こんにちは、はぴごろもです。
コロナの影響により長らく休演を余儀なくされていましたが、7月半ばになり各劇団の公演が再開されようとしています。
劇団四季は本日7月14日より「ライオンキング」(東京)、「マンマ・ミーア!」(横浜)が上演されます。
再開おめでとうございます!!
何年も前のことですが、どちらの公演も観劇したことがあります。役者も楽曲も演出もどれもこれも素晴らしく、夢のような時間を過ごしたことは、いつまでも忘れません。
コロナ禍における現在の情勢は、正直気がかりです。
しかし、企業の対策として劇団四季や宝塚歌劇団など多くの劇団は、クラスターを発生させない、という強い意志のもと、これでもかというほど対策を講じていることと思います。
観劇される皆々様もどうぞ、ご安全に観劇されますことを~。
さて、今回は基本に戻って、舞台用語「上手・下手」のお話です。
どっちが上手(かみて)?下手(しもて)?
一人で舞台の映像のみを観ていたころは気にも留めなかったのですが、舞台用語を知っていたほうが理解できて、より楽しめるかもと思う時があります。
今回は舞台の基本中の基本であろう「上手・下手」のお話です。
舞台を観劇された方の感想などで「〇〇さんが上手から登場して」とか「下手にはけて」など目にすることがあります。
さて、舞台のどちらが「上手(かみて)」でどちらが「下手(しもて)」なのでしょうか?
約半年前、私は久々に生の宝塚の舞台を観劇するにあたり、舞台の基本である「かみて・しもて」は覚えておかねば!と思ったものでした。それにあたりちょっとついでに調べたことなどを書いてみようと思います。
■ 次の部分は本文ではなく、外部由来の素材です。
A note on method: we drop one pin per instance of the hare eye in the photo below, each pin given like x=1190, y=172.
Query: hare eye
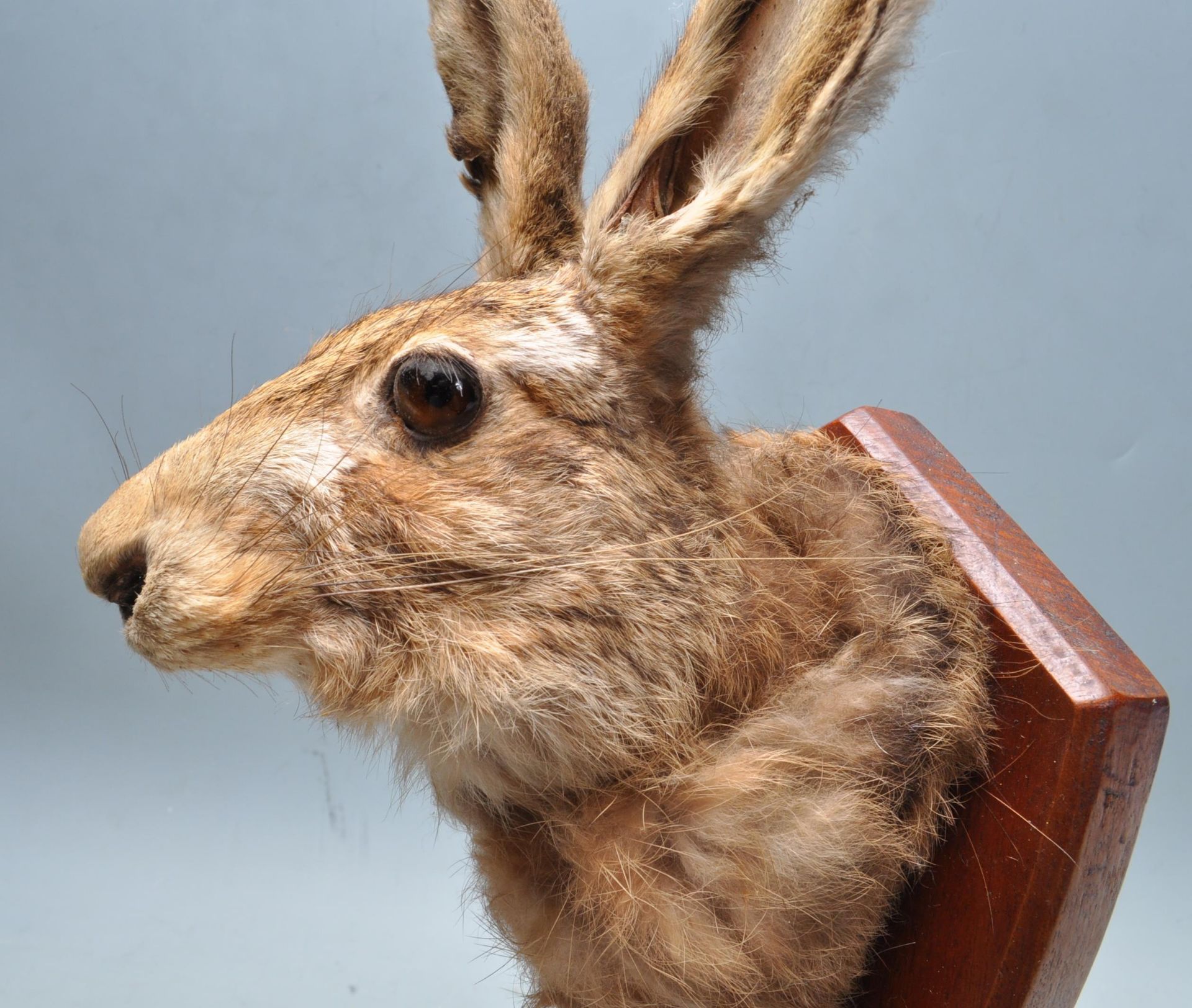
x=435, y=397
答えを先に書けば、客席から向かって右側が上手。左側が下手です。
スッキリしました!終わりです。
忘れない覚え方は?
いや、しかし頭のメモリの容量不足に悩むワタクシ。今覚えたつもりでも、ちょっと経てば「あれ?どっちがどっちだっけ?」と、なってしまうんでないの?マチネやソワレのように覚え方があるだろうか?
このときは結局、「マチソワ」で覚えましたが(笑)。
観劇を嗜んでいらっしゃる方々はどのように覚えているのか。そのまんま覚えている方も多くいるとは思いますが、調べてみます。
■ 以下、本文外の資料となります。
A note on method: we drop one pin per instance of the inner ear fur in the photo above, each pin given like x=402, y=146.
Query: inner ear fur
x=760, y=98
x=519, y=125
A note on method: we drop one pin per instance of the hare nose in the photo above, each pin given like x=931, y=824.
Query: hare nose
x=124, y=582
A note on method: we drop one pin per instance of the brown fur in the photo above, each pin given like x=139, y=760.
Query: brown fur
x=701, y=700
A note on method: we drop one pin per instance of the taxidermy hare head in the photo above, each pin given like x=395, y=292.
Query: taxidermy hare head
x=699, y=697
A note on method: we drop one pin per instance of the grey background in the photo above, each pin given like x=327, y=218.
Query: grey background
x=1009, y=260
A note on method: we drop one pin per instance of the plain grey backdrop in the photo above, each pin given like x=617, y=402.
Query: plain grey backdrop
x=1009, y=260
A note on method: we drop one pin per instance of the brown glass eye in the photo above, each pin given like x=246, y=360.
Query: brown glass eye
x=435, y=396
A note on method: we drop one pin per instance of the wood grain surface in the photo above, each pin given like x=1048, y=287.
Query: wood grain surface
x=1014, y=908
すると、学校の体育館のステージ上のピアノの位置が下手だ!との覚え方。
「ピアニッシモ」なんてのもWikipediaにありました。
ピアノがシモね。なるほど~、うまい!
しかしだな、「学校の体育館のステージ上のピアノの位置」を思い出すのに少々時間が掛からないだろうか。しかも○十年前ともなると、中には思い出せない人もいるのでは?
他に良い覚え方はあるかな?
「舞台の花道は下手側」
なるほど。
花道は演者の「出入り口」に当たるので、「下」のイメージ。奥、つまり向かって右側が上手になるわけですね。ふむふむ。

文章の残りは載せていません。